2016/11/07(米大統領選投票日直前)のNYダウは18,259ドルでしたが、先週末は26,071ドルと当時から約42.8%も上昇、昨年1/20の大統領就任時(19,827ドル)に比べても約31.5%上昇しており、株式市場の活況が、40%に満たない大統領支持率の逆風を弱める効果を示すなど、トランプ政権の大きなサポートとなっています。

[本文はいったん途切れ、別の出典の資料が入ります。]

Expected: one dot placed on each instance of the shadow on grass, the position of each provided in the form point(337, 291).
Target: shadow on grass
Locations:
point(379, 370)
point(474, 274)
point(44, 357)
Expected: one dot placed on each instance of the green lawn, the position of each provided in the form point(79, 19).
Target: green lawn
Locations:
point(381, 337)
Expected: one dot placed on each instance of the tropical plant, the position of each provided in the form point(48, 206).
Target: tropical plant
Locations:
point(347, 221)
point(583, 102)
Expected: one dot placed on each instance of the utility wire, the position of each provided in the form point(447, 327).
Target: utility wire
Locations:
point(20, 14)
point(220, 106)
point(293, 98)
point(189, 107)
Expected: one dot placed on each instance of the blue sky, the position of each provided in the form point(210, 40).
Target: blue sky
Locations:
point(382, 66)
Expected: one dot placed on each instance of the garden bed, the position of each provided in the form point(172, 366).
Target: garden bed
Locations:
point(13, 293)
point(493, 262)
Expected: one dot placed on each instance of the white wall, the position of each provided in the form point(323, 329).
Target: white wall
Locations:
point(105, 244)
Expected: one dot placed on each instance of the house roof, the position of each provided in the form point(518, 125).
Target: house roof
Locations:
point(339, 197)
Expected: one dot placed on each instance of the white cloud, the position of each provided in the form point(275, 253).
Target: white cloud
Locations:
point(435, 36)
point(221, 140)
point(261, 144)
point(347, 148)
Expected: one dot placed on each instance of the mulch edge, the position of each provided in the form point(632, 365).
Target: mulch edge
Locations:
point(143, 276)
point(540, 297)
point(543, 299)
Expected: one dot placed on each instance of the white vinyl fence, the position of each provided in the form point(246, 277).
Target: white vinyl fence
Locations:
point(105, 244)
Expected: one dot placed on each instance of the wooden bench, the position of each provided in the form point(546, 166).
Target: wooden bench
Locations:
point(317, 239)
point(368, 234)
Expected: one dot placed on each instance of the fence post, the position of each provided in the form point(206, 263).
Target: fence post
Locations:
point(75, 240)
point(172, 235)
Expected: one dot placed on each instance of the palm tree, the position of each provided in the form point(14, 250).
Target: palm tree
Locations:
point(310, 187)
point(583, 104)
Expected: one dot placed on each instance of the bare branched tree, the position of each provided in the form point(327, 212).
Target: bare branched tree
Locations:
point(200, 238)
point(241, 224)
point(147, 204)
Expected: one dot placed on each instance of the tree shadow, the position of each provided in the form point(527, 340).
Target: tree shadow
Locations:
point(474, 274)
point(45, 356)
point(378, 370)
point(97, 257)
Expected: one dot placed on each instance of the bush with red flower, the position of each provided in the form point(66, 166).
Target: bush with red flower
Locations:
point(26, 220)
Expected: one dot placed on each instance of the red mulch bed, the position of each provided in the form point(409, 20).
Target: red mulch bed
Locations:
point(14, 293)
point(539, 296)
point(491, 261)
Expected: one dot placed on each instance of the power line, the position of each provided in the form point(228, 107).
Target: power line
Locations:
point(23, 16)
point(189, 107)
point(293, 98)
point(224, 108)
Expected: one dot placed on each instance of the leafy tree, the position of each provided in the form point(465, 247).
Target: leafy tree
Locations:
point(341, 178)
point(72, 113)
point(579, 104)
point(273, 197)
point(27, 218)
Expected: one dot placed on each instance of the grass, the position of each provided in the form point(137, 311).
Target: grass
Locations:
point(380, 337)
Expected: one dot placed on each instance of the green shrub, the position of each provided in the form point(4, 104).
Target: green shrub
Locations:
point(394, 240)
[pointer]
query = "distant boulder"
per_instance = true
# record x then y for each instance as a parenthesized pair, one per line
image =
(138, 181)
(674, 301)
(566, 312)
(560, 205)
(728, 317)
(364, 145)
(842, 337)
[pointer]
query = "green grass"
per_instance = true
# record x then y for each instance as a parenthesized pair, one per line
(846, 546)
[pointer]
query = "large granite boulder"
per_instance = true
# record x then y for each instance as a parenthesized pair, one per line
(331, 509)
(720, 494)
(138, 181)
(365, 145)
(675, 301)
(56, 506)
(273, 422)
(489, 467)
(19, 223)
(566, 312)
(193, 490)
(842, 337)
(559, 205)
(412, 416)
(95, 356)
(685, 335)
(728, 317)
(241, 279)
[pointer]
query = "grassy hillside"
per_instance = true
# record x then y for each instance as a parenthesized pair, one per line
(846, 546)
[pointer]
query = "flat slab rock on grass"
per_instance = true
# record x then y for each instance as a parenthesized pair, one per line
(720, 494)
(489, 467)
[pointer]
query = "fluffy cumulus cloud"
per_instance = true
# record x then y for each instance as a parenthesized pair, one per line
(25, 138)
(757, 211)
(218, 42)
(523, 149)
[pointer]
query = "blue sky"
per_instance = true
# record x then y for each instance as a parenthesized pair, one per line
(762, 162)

年明けにNYダウが25,000ドルを上回った場面では「次は3万ドル!」と豪語したトランプ大統領ですが、米GDP成長率も昨年1-3月の+1.2%成長から4-6月期(+3.1%)、7-9月期(+3.3%)と2四半期連続で+3.0%成長を上回るなど、世界同時好況の恩恵にあずかっており、必ずしも株式市場の堅調地合いの要因がトランプ効果ではないとする冷ややかな見方も聞かれています。
さらに2016年の大統領選で共和党が議会両院で過半数を確保したことで「ねじれ」が解消、政権運営がスムーズに進み、様々な法案が可決・成立するだろうとの期待感も追い風となり、株式市場の上昇に一役買ったとされています。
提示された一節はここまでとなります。